The trouble is that there is very little left of the pre-Baath party structures to serve as the foundations for any new parties. That rebuilding was possible in Egypt. The old Wafd Party was sufficiently popular and structured to re-emerge as the New Wafd; a moderate version of the old militant Muslim Brotherhood has served as a nucleus for the new religious groupings, and the reputation of Khaled Mohieddin, a colleague and friend of Nasser, preserved his Socialist Party. In Iraq, on the other hand, the Istiqlal was swallowed up by the Baath and the National Democrats withered.

There are one or two rather aged leaders of the National Democrats who may try to revive that ineffectual grouping. Otherwise, for lack of private political initiatives--and there are none in sight at present--the Baath itself may have to provide front men for supposedly new “parties.” Some such thing must be arranged if non-Baathist parties are to take part in a general election reportedly scheduled for next February or March.

One idea being bandied about is that the new parties may not be political but functional and corporate in character, as was the case in Benito Mussolini’s Italy. Thus, the intellectuals and professional men could form a “liberal” party, the businessmen an “enterprise” party and the trade unions one that could be called “labor.” The Iraqis are too sophisticated and politicized to accept this as the genuine thing (Egypt also provides examples of phony “parties”) but it would, at least, be a beginning that could grow into something more genuine. The all-too-confident Baathist loyalists claim that whatever the new parties stand for, they must all be within a Baathist frame. The Baathist basics are Arab nationalism, Arab unity, a nonaligned foreign policy and the new controlled but mixed economy. It should not be too hard for any Iraqi party to fit itself into this frame.

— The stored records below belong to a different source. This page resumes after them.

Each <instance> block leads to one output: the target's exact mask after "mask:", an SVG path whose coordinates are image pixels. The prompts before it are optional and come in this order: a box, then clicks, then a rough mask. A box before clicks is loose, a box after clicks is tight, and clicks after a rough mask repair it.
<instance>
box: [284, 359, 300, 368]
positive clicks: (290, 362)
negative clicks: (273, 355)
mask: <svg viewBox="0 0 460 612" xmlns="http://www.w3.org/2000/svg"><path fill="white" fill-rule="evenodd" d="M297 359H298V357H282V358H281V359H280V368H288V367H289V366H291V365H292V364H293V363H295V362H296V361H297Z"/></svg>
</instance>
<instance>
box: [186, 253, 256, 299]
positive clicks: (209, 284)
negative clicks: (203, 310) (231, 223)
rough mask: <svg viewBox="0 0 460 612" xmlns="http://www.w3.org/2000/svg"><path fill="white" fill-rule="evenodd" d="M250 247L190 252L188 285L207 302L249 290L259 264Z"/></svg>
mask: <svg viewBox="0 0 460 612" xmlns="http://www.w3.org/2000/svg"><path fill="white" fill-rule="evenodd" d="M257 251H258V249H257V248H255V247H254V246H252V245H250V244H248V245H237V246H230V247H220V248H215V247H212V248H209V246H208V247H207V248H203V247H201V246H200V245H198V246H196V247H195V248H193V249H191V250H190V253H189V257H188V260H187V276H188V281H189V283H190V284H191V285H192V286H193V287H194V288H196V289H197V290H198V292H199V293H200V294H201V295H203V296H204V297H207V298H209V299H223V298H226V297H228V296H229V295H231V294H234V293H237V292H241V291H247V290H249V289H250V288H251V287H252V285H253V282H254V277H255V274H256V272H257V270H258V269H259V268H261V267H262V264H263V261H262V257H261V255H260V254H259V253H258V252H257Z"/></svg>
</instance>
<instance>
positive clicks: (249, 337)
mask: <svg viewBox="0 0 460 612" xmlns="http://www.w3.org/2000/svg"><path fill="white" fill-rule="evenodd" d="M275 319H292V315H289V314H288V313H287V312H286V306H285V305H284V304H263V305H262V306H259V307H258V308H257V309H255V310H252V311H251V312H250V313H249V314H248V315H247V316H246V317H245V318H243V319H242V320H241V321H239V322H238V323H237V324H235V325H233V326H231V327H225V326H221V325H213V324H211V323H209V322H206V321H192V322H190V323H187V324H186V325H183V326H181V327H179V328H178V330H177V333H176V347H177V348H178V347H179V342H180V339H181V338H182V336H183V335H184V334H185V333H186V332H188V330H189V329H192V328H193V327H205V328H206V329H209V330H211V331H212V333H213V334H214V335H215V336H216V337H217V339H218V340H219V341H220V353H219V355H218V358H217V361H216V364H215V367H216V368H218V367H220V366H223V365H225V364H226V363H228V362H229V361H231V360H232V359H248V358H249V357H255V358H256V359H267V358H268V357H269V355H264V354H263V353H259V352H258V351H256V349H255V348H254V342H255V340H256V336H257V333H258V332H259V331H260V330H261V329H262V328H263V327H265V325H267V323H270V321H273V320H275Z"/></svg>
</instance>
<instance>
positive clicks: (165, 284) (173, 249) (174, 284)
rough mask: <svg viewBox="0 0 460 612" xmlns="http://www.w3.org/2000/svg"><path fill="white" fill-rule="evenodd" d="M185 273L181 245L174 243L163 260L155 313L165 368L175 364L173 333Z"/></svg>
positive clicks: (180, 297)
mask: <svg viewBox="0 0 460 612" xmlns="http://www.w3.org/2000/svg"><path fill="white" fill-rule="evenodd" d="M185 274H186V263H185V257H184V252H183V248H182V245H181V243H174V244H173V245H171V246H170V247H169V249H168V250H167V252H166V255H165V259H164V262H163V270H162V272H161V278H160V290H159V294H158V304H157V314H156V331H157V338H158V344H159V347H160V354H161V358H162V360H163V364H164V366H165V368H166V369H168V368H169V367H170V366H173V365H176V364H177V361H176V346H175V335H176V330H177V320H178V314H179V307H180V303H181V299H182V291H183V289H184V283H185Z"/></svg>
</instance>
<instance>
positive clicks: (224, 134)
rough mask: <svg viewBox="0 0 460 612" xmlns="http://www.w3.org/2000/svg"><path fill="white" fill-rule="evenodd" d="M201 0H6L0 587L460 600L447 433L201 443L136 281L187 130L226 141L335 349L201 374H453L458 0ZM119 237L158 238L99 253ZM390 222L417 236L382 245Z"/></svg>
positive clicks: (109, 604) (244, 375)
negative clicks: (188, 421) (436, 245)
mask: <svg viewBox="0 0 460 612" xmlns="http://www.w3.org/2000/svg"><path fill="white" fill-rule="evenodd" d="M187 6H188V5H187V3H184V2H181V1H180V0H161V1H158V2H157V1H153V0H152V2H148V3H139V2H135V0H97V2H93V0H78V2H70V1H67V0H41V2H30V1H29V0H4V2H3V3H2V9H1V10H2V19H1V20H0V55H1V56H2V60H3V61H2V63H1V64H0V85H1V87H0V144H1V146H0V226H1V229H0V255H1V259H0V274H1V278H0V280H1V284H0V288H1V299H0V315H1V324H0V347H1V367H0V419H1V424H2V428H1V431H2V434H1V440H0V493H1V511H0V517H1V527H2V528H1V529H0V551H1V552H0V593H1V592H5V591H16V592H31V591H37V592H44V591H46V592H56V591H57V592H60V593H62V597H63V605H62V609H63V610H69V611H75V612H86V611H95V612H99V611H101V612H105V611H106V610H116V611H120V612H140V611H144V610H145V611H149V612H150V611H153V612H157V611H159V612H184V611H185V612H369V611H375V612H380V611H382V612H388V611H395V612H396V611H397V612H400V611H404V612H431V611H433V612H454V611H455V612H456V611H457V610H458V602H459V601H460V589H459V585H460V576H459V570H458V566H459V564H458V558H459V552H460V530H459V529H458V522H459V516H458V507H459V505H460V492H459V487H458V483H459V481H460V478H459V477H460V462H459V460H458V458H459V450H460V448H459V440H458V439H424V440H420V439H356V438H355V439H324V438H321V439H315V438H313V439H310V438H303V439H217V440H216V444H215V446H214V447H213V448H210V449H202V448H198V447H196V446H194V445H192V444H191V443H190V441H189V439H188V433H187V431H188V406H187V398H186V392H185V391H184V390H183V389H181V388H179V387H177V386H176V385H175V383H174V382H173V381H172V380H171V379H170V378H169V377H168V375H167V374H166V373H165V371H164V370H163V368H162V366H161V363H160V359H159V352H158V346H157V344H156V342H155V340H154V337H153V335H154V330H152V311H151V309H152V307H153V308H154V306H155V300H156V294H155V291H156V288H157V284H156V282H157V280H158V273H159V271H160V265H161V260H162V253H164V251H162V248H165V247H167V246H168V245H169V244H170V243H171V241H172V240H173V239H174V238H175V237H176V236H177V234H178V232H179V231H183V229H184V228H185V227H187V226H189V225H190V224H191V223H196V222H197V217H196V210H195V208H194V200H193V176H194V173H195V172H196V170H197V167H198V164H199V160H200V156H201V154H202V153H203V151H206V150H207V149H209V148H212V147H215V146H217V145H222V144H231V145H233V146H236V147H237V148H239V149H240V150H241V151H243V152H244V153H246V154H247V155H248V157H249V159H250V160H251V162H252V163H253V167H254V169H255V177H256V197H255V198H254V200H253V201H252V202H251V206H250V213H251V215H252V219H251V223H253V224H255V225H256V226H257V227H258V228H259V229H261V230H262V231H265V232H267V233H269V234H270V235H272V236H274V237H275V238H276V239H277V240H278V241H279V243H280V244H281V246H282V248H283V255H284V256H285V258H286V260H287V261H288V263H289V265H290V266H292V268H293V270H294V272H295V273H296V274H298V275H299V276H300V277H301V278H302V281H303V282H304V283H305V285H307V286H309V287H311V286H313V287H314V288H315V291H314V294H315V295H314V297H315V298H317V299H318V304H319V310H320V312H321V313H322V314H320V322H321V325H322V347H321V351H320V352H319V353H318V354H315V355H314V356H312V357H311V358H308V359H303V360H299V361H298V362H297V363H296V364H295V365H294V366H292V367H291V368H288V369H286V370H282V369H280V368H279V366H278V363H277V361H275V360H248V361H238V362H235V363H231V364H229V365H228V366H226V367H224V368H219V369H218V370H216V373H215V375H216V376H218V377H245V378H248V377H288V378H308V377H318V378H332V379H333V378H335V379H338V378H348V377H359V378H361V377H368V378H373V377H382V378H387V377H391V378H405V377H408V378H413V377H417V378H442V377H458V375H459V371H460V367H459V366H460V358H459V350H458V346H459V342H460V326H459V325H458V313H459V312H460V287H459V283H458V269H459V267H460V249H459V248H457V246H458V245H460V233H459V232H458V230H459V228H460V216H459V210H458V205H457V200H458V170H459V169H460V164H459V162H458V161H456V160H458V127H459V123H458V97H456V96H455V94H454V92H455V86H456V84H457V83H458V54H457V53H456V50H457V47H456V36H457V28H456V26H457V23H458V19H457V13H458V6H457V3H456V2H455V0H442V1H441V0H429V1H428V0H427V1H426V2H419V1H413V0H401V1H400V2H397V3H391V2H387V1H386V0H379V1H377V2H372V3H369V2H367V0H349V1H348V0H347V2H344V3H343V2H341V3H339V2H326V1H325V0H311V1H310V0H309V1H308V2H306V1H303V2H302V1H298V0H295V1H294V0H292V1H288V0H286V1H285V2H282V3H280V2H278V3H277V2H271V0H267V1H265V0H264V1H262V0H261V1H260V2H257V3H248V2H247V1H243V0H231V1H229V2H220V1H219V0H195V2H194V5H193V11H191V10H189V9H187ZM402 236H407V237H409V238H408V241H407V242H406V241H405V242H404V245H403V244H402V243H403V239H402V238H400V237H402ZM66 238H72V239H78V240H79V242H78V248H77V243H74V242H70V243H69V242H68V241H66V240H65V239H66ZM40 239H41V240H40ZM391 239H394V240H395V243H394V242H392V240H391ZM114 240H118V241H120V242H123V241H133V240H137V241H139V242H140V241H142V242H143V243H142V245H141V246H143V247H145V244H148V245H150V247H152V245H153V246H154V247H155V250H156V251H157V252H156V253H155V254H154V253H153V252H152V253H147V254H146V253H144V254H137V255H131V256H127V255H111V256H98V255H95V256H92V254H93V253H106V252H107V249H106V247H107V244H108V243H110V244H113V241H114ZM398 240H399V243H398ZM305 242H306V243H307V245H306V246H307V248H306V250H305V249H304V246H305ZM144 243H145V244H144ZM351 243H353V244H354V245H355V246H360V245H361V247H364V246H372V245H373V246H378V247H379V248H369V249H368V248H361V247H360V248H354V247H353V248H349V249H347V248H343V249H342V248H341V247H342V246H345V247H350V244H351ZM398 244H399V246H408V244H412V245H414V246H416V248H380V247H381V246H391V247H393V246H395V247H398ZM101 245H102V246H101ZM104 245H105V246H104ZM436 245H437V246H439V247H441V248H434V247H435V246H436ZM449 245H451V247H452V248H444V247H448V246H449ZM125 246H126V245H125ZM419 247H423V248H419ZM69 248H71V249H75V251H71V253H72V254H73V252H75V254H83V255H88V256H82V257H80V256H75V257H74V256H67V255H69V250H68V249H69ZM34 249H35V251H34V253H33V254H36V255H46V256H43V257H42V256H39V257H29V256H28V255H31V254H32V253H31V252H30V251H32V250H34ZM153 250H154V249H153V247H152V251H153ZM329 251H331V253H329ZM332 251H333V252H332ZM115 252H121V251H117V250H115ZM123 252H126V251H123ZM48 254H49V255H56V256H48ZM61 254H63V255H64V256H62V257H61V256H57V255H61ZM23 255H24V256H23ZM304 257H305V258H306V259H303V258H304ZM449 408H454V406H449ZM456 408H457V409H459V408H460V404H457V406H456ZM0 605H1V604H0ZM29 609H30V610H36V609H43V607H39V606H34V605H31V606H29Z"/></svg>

The test of real democracy will come when the Baathists have to resist the temptation to domineer and bully the fledgling parties. Here the example will have to be set at the top by Hussein, who will have to curb his impetuosity and impatience and his habit of going--and getting--his own way, often by threat or use of force. Otherwise he would resemble the U.S. Army officer in “The Teahouse of the August Moon” who threatened the Japanese under occupation that he would convert the islanders into a democratic society--even if he had to shoot every last one of them.